By incorporating the UMS, health literacy principles and patients' perspectives, our team created a set of Rx instructions that can be adopted by prescribers and pharmacies to support patient's understanding and use of prescribed drugs. This expansion addresses one of the major limitations of the UMS, making it a more universal, widely adoptable framework. While additional barriers exist—such as the need to update labelling software and to educate prescribers and pharmacists on the importance of health literacy-informed labelling—we believe our current efforts are an instrumental first step towards promoting the adoption of the UMS. This is particularly timely and relevant, as the California State Board of Pharmacy recently passed regulations requiring pharmacies throughout the state to generate standardised Rx labels that incorporate health literacy principles; regulations specifically referenced using the UMS as a best practice.27 A number of other states are now considering similar legislation. The Rx instructions developed through this study can help support these initiatives, promoting the adoption and use of patient-centred drug labelling.
This study has limitations that should be noted. It relies on a relatively small sample of English-speaking adults. Additional research will be needed to replicate findings and develop Rx instructions in other languages, which we have carried out with chronic pill-form medications.28 While participants were recruited from two geographically distinct locations, convenience sampling was used, which may limit the generalisability of our findings. Finally, this study focused on the development of Rx instructions. Future comprehension testing is planned to evaluate the proposed Rx instructions against standard instructions using hypothetical medications. If instructions are found to promote understanding, an actual use assessment would be necessary to demonstrate the efficacy.
In conclusion, through this project, our team developed a set of patient-centred, health-literacy informed Rx instructions for use with non-pill form, short term, as needed, tapered and escalating dose medications. These Rx instructions are an essential next step to promoting comprehensive patient-centred labelling in the USA. Given the building evidence in support of the UMS framework, the California State Board of Pharmacy recommended its use to pharmacy practices to fulfil recent regulations promoting patient-centred labelling.27 Others are now considering similar requirements and efforts have been launched across a number of states to advocate for improved Rx labelling. If found to support comprehension, our Rx instructions could provide valuable guidance to legislators, regulatory agencies, prescribers and pharmacists on how to label non-pill form, as needed, short term, tapered and escalating dose medications.

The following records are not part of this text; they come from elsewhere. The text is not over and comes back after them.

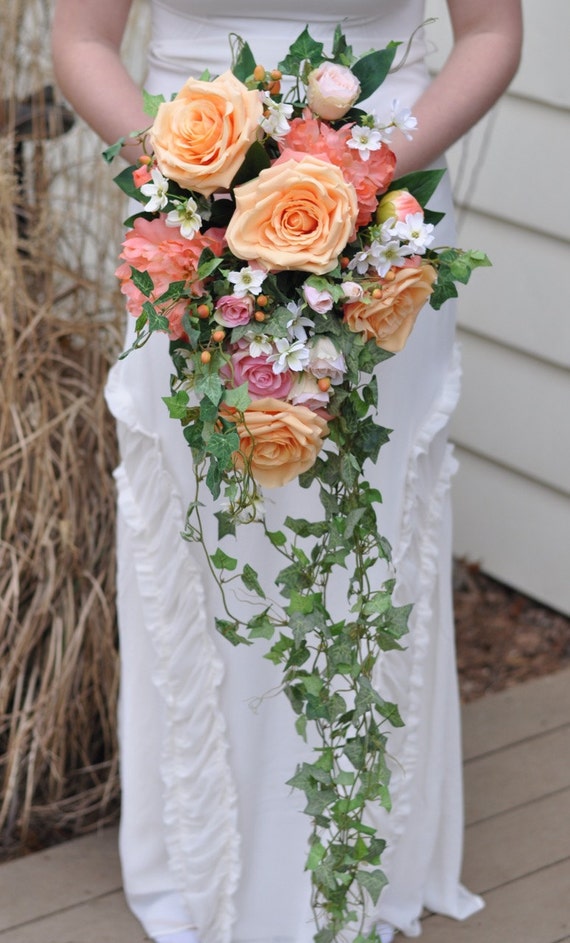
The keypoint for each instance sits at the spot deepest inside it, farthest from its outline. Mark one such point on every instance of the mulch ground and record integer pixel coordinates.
(503, 637)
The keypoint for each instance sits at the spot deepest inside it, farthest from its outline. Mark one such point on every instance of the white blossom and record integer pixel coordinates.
(288, 355)
(417, 233)
(157, 191)
(186, 217)
(274, 122)
(247, 281)
(365, 140)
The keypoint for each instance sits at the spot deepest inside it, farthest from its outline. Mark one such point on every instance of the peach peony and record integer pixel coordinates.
(390, 318)
(298, 214)
(201, 137)
(280, 440)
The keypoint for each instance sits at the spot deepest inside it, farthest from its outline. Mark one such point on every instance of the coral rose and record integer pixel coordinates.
(281, 441)
(201, 137)
(390, 318)
(297, 214)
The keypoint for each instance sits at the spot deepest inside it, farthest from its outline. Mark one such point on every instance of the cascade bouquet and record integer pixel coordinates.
(284, 260)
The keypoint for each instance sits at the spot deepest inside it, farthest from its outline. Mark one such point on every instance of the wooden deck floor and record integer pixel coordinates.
(517, 854)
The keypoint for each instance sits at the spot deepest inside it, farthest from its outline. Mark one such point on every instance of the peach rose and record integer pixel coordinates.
(390, 318)
(200, 138)
(332, 90)
(281, 440)
(297, 214)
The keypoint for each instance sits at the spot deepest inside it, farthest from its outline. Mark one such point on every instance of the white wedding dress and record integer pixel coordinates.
(211, 838)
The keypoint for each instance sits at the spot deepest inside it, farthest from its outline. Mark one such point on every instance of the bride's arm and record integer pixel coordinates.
(86, 40)
(485, 56)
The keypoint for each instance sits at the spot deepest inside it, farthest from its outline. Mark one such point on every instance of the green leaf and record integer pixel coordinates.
(372, 69)
(244, 62)
(304, 48)
(151, 103)
(373, 882)
(261, 626)
(222, 561)
(250, 581)
(255, 160)
(316, 855)
(226, 524)
(125, 182)
(177, 405)
(238, 398)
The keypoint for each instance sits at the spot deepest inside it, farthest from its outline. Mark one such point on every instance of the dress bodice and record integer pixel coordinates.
(190, 36)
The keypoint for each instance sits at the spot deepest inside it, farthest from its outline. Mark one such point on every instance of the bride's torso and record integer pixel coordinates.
(190, 36)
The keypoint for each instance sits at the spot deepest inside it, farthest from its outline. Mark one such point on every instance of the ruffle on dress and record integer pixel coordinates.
(198, 783)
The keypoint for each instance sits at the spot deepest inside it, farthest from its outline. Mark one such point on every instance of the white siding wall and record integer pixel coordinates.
(512, 428)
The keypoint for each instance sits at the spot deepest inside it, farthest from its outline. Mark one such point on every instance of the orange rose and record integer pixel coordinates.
(390, 318)
(298, 214)
(280, 440)
(201, 137)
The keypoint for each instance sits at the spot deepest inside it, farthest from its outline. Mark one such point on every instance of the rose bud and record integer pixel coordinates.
(397, 204)
(332, 90)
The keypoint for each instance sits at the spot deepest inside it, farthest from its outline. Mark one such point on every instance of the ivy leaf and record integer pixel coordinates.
(177, 405)
(151, 103)
(304, 48)
(372, 69)
(244, 63)
(226, 524)
(421, 183)
(372, 881)
(261, 626)
(251, 582)
(222, 561)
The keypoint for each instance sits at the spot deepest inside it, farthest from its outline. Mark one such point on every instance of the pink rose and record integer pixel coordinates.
(326, 361)
(258, 373)
(232, 311)
(397, 204)
(332, 90)
(320, 301)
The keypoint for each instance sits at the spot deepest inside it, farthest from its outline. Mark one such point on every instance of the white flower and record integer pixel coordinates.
(403, 119)
(325, 360)
(416, 232)
(296, 326)
(365, 140)
(274, 122)
(185, 216)
(289, 356)
(385, 255)
(247, 281)
(157, 191)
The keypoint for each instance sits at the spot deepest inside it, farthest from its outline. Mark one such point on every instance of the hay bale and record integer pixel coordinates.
(60, 325)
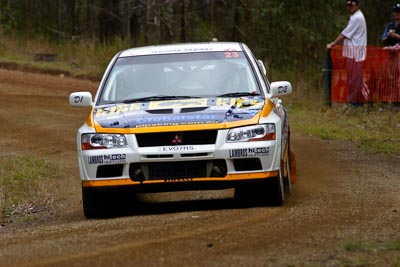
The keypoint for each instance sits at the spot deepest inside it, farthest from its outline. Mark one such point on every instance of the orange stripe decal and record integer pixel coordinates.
(229, 177)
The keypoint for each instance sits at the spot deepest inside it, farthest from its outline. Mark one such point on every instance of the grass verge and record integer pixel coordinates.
(373, 129)
(25, 185)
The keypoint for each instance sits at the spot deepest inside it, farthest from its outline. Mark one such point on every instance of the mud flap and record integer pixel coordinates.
(293, 169)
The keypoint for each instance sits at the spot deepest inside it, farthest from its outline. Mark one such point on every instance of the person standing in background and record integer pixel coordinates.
(354, 39)
(391, 34)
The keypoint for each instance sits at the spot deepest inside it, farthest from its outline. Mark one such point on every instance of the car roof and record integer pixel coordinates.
(182, 48)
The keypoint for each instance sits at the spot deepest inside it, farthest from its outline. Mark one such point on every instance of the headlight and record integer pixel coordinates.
(252, 133)
(96, 141)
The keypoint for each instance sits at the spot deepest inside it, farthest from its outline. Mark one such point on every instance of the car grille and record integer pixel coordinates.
(206, 137)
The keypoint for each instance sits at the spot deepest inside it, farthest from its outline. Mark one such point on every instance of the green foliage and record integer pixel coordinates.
(374, 131)
(21, 185)
(288, 35)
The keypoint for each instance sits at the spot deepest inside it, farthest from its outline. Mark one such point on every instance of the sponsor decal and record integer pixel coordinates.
(249, 152)
(179, 103)
(171, 180)
(117, 109)
(217, 110)
(177, 148)
(106, 159)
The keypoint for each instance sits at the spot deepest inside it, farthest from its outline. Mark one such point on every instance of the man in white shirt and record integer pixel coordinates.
(354, 38)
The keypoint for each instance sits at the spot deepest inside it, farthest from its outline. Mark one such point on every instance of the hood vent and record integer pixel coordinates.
(160, 111)
(194, 109)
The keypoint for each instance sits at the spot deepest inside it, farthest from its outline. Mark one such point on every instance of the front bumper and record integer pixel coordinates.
(160, 168)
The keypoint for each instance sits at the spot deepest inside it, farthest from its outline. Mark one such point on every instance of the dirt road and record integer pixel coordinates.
(344, 210)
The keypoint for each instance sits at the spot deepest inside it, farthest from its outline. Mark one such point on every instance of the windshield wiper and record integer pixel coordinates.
(158, 97)
(239, 94)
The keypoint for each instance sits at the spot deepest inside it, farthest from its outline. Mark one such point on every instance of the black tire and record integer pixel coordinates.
(105, 204)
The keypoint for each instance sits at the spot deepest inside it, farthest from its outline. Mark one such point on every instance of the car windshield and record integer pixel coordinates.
(159, 77)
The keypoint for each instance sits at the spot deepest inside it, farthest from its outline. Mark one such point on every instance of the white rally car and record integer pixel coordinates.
(184, 117)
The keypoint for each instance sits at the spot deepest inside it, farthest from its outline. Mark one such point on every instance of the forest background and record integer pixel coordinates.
(83, 35)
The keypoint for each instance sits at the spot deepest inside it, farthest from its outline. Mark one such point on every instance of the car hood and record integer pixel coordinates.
(195, 111)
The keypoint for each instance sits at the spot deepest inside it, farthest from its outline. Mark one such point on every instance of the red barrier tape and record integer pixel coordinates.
(381, 75)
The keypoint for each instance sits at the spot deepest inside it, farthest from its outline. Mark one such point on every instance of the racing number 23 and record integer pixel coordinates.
(231, 54)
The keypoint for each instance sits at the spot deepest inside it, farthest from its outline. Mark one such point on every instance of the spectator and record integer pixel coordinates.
(391, 35)
(354, 39)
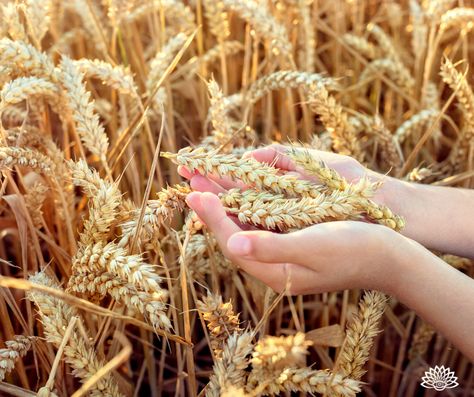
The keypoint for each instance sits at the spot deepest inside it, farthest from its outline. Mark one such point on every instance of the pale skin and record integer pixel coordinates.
(342, 255)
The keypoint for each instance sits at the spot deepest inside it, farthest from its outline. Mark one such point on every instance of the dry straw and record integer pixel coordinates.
(14, 349)
(247, 170)
(79, 354)
(220, 320)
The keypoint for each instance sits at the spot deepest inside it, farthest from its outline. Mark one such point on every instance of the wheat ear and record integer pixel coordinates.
(217, 18)
(87, 122)
(117, 77)
(306, 380)
(79, 354)
(396, 72)
(15, 349)
(11, 156)
(101, 283)
(174, 10)
(417, 122)
(259, 17)
(361, 45)
(360, 335)
(460, 17)
(157, 212)
(248, 170)
(361, 192)
(465, 96)
(421, 340)
(221, 320)
(270, 212)
(229, 368)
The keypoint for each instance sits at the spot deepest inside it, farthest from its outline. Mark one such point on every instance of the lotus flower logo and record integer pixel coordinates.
(439, 378)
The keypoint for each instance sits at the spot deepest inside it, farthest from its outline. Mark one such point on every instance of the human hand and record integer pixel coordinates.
(326, 257)
(276, 155)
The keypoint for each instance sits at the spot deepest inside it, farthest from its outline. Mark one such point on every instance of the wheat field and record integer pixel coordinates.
(111, 286)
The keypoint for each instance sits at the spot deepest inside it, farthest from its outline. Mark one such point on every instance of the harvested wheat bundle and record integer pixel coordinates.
(92, 91)
(360, 335)
(248, 170)
(220, 319)
(56, 316)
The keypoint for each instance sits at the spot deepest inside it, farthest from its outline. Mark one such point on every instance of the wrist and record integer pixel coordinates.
(406, 258)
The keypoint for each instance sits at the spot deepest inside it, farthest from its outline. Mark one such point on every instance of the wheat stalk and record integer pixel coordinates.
(360, 192)
(21, 59)
(178, 13)
(460, 17)
(117, 77)
(417, 123)
(101, 283)
(361, 45)
(15, 349)
(229, 368)
(157, 212)
(396, 72)
(421, 339)
(11, 156)
(86, 121)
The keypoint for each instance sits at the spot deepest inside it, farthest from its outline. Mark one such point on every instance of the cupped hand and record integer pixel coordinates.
(326, 257)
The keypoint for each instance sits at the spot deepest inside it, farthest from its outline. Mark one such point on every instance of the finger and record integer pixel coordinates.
(203, 184)
(184, 172)
(274, 155)
(289, 277)
(301, 175)
(269, 247)
(227, 183)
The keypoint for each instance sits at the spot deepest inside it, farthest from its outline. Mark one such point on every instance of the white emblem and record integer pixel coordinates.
(439, 378)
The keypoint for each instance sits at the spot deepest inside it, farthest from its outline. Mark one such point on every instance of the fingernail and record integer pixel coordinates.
(239, 245)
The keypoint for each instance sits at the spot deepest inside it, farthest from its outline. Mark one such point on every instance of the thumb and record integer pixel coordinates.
(266, 247)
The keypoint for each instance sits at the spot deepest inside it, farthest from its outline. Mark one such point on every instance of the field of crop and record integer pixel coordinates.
(111, 286)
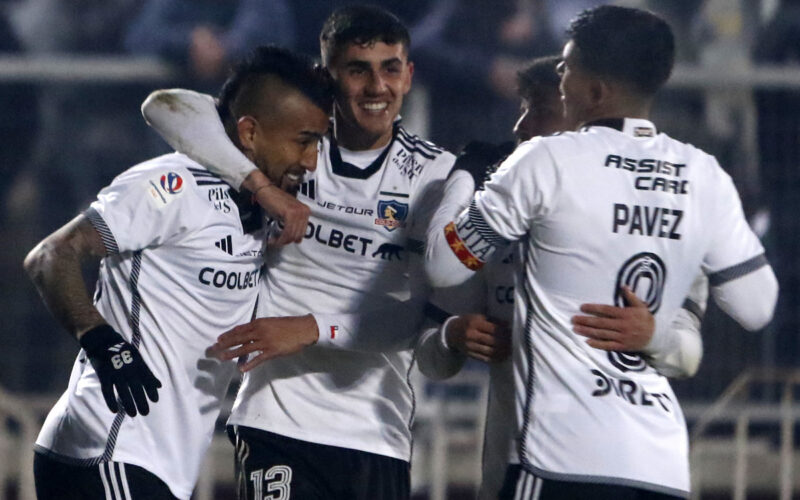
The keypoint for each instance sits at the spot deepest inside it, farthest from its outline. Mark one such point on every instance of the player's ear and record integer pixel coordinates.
(599, 92)
(246, 130)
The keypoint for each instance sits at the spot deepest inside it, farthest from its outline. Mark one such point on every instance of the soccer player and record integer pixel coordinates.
(614, 204)
(443, 351)
(333, 419)
(181, 259)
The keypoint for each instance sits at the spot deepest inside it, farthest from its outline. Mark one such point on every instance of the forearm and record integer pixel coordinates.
(749, 299)
(54, 266)
(434, 358)
(188, 121)
(442, 267)
(681, 347)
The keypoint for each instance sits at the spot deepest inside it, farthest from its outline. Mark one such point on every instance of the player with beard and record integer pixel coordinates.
(611, 205)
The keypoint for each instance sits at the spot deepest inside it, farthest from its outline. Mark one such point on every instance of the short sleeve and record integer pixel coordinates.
(144, 207)
(521, 190)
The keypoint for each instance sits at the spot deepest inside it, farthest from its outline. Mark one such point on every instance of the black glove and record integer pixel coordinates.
(480, 160)
(119, 366)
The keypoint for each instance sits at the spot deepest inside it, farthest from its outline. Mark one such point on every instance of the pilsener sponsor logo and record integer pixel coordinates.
(231, 280)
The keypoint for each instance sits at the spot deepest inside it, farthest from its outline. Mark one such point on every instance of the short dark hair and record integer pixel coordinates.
(361, 24)
(538, 78)
(630, 45)
(241, 91)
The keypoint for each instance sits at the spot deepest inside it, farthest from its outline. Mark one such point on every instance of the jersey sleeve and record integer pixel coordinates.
(522, 189)
(357, 331)
(735, 250)
(143, 208)
(188, 121)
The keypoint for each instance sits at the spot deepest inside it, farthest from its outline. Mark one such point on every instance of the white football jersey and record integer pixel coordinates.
(610, 205)
(365, 226)
(183, 266)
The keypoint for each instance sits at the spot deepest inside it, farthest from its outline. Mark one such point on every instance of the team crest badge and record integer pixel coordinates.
(391, 214)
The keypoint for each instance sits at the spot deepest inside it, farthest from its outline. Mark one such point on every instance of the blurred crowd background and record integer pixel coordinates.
(73, 74)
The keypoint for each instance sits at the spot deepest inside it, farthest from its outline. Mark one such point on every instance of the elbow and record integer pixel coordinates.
(155, 102)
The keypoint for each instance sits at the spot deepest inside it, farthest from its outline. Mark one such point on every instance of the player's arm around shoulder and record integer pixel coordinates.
(741, 279)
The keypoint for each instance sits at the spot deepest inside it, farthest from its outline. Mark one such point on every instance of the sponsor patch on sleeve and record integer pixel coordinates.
(459, 248)
(165, 188)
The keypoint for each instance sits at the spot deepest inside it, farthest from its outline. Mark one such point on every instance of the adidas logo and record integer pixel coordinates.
(225, 244)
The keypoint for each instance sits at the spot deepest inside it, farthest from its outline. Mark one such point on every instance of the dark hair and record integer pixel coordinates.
(630, 45)
(361, 24)
(538, 78)
(241, 92)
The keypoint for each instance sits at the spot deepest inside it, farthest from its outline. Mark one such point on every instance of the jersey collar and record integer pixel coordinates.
(344, 169)
(636, 127)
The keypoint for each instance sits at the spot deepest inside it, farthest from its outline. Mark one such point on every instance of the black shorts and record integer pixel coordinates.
(520, 484)
(57, 480)
(285, 468)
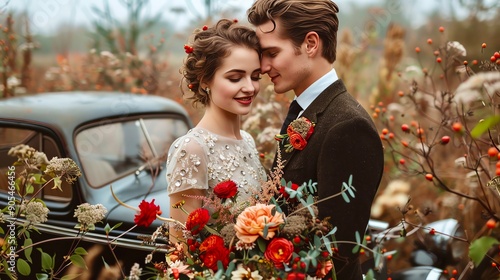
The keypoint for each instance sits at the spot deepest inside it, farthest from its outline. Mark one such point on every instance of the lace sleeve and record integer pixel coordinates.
(186, 165)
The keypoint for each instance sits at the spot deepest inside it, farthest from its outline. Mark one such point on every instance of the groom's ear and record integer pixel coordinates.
(312, 43)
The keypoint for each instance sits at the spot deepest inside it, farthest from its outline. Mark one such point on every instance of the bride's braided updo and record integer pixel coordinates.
(205, 53)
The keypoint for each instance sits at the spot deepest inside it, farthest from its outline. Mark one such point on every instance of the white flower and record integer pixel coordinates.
(88, 215)
(472, 89)
(36, 212)
(242, 273)
(457, 48)
(135, 272)
(12, 82)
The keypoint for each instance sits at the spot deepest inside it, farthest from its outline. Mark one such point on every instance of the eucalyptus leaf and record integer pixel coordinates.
(28, 250)
(480, 247)
(47, 262)
(78, 261)
(23, 267)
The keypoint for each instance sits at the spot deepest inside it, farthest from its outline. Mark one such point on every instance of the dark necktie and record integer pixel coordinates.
(293, 112)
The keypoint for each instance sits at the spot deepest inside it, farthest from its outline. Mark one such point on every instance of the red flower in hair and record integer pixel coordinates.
(147, 213)
(197, 220)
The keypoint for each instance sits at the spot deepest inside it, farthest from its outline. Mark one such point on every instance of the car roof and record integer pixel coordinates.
(70, 109)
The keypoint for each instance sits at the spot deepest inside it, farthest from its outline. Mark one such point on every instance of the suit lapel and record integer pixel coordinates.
(313, 111)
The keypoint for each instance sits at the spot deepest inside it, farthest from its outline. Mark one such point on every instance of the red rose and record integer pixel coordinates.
(296, 276)
(226, 189)
(147, 214)
(279, 251)
(197, 220)
(212, 251)
(297, 141)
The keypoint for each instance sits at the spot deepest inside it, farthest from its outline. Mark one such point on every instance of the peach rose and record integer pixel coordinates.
(251, 222)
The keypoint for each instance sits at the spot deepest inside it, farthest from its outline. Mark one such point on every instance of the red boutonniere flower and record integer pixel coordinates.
(147, 214)
(297, 134)
(226, 189)
(197, 220)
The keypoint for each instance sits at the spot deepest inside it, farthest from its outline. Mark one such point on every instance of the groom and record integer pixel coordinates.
(298, 40)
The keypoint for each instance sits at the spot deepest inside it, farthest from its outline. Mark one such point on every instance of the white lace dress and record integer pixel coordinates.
(201, 160)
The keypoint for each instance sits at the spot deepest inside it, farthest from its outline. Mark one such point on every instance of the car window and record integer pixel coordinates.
(110, 150)
(10, 137)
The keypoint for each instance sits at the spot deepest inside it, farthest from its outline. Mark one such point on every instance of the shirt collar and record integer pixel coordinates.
(315, 89)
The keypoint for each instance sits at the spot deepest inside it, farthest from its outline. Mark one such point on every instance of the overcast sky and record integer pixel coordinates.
(47, 15)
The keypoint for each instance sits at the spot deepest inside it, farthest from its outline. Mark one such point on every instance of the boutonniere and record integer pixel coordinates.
(297, 134)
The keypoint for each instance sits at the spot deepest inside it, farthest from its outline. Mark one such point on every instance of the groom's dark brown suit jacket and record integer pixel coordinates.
(345, 142)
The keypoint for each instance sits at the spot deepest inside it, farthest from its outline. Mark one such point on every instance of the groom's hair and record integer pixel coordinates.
(297, 18)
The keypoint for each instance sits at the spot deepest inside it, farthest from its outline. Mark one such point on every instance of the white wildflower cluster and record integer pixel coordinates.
(88, 215)
(242, 273)
(36, 212)
(135, 272)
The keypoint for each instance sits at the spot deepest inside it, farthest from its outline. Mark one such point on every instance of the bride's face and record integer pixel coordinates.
(236, 83)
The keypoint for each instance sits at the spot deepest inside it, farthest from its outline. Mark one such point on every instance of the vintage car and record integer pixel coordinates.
(118, 140)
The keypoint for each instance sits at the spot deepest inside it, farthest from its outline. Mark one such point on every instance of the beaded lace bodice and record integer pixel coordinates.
(201, 160)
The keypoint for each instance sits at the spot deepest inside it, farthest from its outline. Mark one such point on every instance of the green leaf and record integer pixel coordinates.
(78, 261)
(57, 183)
(29, 188)
(262, 244)
(480, 247)
(80, 251)
(47, 263)
(23, 267)
(484, 125)
(27, 252)
(370, 275)
(42, 276)
(70, 276)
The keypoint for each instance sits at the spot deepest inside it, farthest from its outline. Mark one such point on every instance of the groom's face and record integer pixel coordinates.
(286, 66)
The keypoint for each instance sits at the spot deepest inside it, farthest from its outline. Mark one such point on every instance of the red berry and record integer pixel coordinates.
(457, 127)
(491, 223)
(492, 152)
(429, 177)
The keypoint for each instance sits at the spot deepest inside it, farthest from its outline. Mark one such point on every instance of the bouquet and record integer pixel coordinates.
(253, 239)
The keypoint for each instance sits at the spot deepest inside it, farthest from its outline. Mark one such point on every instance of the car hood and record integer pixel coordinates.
(123, 197)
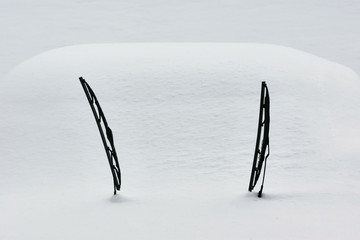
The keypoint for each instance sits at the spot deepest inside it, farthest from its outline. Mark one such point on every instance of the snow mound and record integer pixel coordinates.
(184, 117)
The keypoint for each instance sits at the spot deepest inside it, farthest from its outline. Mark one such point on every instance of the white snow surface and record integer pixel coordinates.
(184, 118)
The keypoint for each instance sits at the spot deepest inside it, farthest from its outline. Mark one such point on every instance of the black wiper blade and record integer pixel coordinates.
(103, 126)
(262, 151)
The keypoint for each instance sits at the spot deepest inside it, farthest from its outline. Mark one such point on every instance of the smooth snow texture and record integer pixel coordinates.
(184, 118)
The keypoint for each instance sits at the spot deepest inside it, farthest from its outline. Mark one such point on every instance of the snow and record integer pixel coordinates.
(184, 118)
(183, 105)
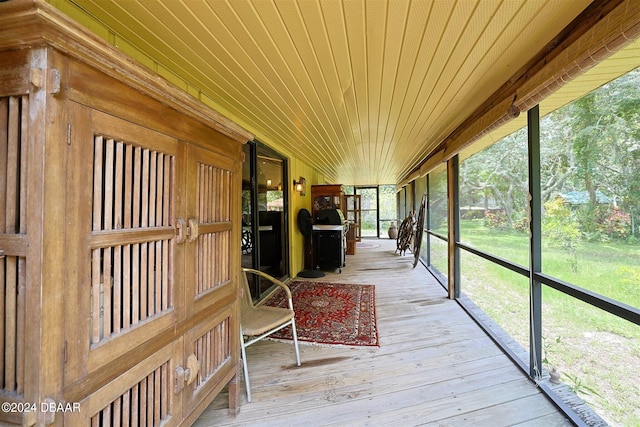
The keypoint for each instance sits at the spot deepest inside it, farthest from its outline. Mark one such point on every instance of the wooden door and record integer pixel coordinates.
(354, 215)
(127, 185)
(152, 239)
(212, 184)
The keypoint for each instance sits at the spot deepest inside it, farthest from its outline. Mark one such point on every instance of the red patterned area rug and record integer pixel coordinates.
(330, 313)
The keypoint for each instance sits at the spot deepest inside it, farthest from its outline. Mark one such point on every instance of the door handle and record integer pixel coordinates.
(185, 376)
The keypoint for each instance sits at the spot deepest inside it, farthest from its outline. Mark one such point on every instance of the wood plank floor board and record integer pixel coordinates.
(434, 366)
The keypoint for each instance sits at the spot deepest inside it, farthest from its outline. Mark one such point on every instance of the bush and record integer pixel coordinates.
(561, 228)
(495, 220)
(613, 223)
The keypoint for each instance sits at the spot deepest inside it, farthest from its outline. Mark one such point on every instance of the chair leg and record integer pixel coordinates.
(295, 340)
(246, 370)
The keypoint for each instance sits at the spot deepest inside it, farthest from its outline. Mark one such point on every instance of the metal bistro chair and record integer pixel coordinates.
(259, 321)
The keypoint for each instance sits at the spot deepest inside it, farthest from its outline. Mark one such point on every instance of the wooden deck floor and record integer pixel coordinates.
(434, 366)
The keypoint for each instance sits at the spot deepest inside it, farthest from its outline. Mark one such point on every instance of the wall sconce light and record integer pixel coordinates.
(300, 186)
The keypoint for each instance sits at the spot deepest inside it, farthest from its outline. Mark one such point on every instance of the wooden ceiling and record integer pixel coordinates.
(362, 91)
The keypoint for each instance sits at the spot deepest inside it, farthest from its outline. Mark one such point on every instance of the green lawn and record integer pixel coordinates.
(598, 353)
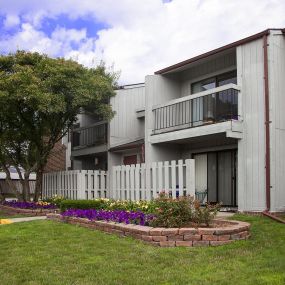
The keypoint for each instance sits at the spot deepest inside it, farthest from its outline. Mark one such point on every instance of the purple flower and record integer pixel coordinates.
(119, 216)
(29, 205)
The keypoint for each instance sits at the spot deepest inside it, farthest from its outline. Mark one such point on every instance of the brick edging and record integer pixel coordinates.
(167, 237)
(32, 212)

Contributors SCB, US, MSW, DSr and AHC are study investigators and participated in the design and conduct of the study and the analysis and interpretation of findings. AR and AL are research coordinators who were responsible for data collection, analysis and manuscript development. GM is the programme officer for this project and provided input on manuscript development and interpretation of findings; he also provided guidance on the overall study design.
Funding This study was funded by the California HealthCare Foundation.
Competing interests None.
Ethics approval Northwestern University Institutional Review Board (IRB), University of California at San Francisco IRB.
Provenance and peer review Not commissioned; externally peer reviewed.
Data sharing statement No additional data are available.